If ever a book took a measured approach to an incendiary subject, it is this one. Which leads one to wonder about Sarat’s rhetoric and what it implies. Each case begins with a short account of the “botch” followed by a long, detailed narrative of the crimes that led each criminal to his death at the hands of the state. In most (but not all) cases, the guilt of the condemned is not in doubt, and the crimes are horrible. Is this a structure you would adopt if your goal were to persuade readers of the evils of the death penalty? Most of the “victims” of these botched executions are not sympathetic; far more time is spent establishing their villainy than their victimhood. But the approach of the book seems to be to offer facts and allow you to draw your own conclusions.
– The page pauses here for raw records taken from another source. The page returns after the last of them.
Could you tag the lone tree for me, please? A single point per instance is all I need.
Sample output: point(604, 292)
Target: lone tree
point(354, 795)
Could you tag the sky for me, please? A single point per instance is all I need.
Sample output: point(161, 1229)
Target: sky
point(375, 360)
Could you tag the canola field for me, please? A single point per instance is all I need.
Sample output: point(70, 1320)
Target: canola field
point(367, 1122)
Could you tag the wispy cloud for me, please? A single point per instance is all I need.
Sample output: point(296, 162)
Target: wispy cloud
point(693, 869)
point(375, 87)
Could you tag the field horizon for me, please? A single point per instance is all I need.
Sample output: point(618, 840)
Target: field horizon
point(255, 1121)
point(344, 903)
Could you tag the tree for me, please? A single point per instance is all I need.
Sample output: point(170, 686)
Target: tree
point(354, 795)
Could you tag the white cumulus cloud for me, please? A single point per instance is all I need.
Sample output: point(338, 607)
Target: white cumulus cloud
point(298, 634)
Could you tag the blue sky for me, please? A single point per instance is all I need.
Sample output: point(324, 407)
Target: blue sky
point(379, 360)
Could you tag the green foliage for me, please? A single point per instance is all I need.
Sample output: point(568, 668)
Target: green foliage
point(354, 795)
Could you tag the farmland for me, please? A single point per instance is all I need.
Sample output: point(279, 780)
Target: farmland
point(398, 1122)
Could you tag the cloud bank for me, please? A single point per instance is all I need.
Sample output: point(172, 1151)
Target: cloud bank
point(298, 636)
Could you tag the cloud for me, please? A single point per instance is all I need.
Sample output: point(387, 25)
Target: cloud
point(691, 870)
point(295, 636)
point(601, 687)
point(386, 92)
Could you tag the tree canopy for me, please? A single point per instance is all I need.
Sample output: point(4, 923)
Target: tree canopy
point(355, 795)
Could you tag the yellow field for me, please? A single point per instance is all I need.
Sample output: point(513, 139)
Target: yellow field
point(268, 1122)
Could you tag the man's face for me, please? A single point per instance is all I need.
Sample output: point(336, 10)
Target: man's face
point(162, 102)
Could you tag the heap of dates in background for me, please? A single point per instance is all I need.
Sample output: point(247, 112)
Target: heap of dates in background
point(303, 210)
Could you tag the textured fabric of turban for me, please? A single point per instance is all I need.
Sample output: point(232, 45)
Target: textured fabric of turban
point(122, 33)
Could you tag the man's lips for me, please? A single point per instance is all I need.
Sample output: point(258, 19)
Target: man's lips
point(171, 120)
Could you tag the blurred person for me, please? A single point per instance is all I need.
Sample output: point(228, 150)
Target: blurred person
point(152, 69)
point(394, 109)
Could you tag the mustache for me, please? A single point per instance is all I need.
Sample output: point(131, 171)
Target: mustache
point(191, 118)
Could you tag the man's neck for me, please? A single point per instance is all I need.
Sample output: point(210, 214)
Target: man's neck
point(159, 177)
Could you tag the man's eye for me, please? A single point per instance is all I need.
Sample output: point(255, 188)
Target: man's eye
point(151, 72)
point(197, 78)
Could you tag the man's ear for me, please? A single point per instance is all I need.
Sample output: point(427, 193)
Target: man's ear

While Gruesome Spectacles points out that “the original legislation authorizing the use of gas stipulated that the condemned was to be put to death ‘without warning and while asleep in his cell,’” it makes no effort to argue that (or why) this is a particularly inhumane thing to propose. If you’re hoping for an anti-death penalty screed, this book will disappoint you. If you’re looking for a thorough accounting of botched executions in the United States, the relevant legal decisions and what they mean, as well as an analysis of the language used to describe these cases in the press, this book has everything you’re looking for. Gruesome Spectacles does not assert that capital punishment is wrong. It merely asks, “What exactly is at stake when the state imagines itself executing decently, painlessly, humanely, and flawlessly?” Sarat supplies you with all the information you need, but the answer itself is in your hands.